症状 鼻の穴の入り口が赤く腫(は)れて熱をもち、ズキズキと痛みます。化膿した部分を見ると、毛穴にうみがつまっているのがわかります。押すと痛みが強くなります。
 腫れがひどいときには、鼻がつまったり、顔面痛や頭痛まで起こります。また、発熱を伴うこともあります。
 ほとんどの場合、自然に膿瘍(のうよう)が破れ、うみが出て治りますが、体が弱っているときや、指で患部をいじったりすると、炎症が広がることもあるので注意しましょう。
治療 薬での治療が中心です。
 抗生物質を患部にぬったり、内服したりします。鎮静剤を使うこともあります。うみがたまっているときには、切開して出します。
 腫れや痛みがある間は、入浴を避け、患部に触れないように注意すれば、治りも早くなります。

●鼻たけ(鼻ポリープ)
 鼻の粘膜の一部のむくみが強くなったものを鼻たけといいます。
原因 鼻たけは、いままでは蓄膿症{ちくのうしょう:副鼻腔炎(ふくびくうえん)}によるものが多かったのですが、最近はアレルギーによる鼻たけもみられます。
症状 鼻の中にできるポリープは、人さし指の先くらいの大きさのものが一般的で、ぶよぶよしています。空気の通りを妨げるため、鼻づまりを起こします。
 大きくなると、鼻の穴から見えるほどになったり、鶏卵くらいになって、のどの奥のほうまでたれ下がることもあります。大きくなると、呼吸が苦しくなります。

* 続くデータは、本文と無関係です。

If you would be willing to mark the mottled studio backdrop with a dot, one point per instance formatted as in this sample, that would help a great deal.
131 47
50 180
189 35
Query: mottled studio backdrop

 鼻たけは、片方の鼻にできることも、両方にできることもあります。できやすい場所は、鼻腔の3つの空気の通り道のうち、上鼻道と中鼻道の壁、副鼻腔の4つの空洞のうちの上顎洞(じょうがくどう)や篩骨洞(しこつどう)の中です。アレルギー体質の人は、上鼻道や中鼻道に鼻たけができやすい傾向があります。
治療 鼻たけは、手術してとり除きます。
 鼻たけのみを切って鼻の通りをよくする手術もありますが、これは再発しやすいので、事情が許せば根本的な手術が望ましいでしょう。鼻たけは抜いても抜いても出てくる雑草と同じで、根本的な手術を行っても再発することが多いので、手術後も定期的に診察を受けることが大切です。
 鼻たけは腫瘍(しゅよう)ではありませんから、それ自身は悪性ではありません。ところが肉眼的には鼻たけのように見えても、腫瘍と区別することがむずかしいこともあります。特に片方のみの場合には腫瘍であることが多いので、片方のがんこな鼻づまりには注意しましょう。早い時期に適切な処置を受けることをおすすめします。
 鼻たけの原因となる蓄膿症は最近程度の軽いものがふえており、そのために鼻たけも以前より少なくはなっています。